No, But I Want There to Be
On the mind that goes looking for a problem when there isn't one
Someone came to the Friday support call with what he called a real noticing from earlier that day. He wasn’t sure what to make of it. He wanted a map.
I asked if he might be trying to figure it out.
“Of course,” he said.
That’s when we started working with it.
Wanting to figure something out is itself the signal: it assumes you don’t have it. So I invited him to let go of wanting to understand.
There is a question I often find useful:
Right here, right now, is there a problem?
Not in memory. Not in anticipation. Right here. Right now.
He sat with it.
“There’s an irritation.”
I waited.
“No. But I want there to be.”
“That’s it. You found it.”
“Stop bloody ruining everything, Steven.”

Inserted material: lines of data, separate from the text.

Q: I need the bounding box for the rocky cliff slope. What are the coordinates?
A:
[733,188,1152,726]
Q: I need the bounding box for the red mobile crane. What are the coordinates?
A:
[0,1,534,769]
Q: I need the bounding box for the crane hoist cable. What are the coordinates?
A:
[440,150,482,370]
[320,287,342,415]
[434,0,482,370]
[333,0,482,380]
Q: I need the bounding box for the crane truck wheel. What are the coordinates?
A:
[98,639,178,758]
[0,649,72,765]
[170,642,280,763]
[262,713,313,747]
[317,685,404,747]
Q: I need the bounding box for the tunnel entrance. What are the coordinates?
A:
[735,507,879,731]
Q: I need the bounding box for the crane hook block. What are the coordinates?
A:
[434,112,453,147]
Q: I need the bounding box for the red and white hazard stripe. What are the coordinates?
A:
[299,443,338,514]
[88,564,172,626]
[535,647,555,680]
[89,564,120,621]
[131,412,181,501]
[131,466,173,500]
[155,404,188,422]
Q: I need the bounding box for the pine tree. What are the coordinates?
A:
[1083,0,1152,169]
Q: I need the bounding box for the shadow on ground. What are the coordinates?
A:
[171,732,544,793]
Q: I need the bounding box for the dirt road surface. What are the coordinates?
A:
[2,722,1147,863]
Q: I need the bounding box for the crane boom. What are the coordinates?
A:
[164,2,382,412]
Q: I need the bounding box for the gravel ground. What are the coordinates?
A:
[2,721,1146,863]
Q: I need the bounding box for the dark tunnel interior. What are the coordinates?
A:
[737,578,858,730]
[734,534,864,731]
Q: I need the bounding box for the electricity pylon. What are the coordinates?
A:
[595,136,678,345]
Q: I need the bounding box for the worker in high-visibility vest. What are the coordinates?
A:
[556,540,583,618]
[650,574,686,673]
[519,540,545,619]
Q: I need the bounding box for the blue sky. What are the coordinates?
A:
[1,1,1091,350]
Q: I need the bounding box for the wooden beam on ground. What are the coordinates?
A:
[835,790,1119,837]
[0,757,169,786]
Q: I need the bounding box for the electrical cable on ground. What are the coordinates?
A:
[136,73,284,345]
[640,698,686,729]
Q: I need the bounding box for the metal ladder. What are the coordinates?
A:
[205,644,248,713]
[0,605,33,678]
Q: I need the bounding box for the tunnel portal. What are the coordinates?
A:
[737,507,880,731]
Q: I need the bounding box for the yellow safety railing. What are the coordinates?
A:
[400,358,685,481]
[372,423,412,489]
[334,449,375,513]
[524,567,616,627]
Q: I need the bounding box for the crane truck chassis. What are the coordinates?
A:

We went around again. The setup is simple: the past is memory, memory isn’t reliable; the future is speculation, it doesn’t exist. All that ever existed is right here, right now.
Right here, right now, is there a problem?
“No. But I really want there to be.”
The mind, I’ve found, is something like a radar. Always scanning. What’s it looking for? Problems. Things to solve, things to prevent, things to manage. This isn’t a flaw. It’s a function. The mind wants to keep you safe. It’s devoted to the cause.
But when there’s nothing wrong, when a problem has resolved or the moment is genuinely clear, the mind doesn’t know what to do with itself.
The mind is like a middle manager in a company that no longer needs middle managers. Its whole job is to manufacture problems that only it can solve. When there’s nothing wrong, it panics a little. I’ve got to find something. Otherwise what am I here for?
He could feel it happening. There’s a slight frenzy to it, he said, like a dial turning back and forth, scanning. Oscillating between boredom and stress.
There’s the middle manager, afraid of getting fired.
“Oh my God.”
Nobody quite tells you this when releasing works: the problem that had been occupying all that attention is simply gone, and there’s nothing obvious on the other side of it. No arrival. No clear next thing. Just the unfamiliar quiet of a mind that has run out of its main assignment.
It can feel strange. It can feel like something is wrong, which is exactly what the mind will insist.
What he’d noticed earlier that day was real. Whatever had shifted, shifted. What remained was the mind trying to make something of it, looking for a thread to pull, a problem to carry forward. Not because anything was wrong. Because that’s what the mind does when it doesn’t have a better offer.
Right here, right now, is there a problem?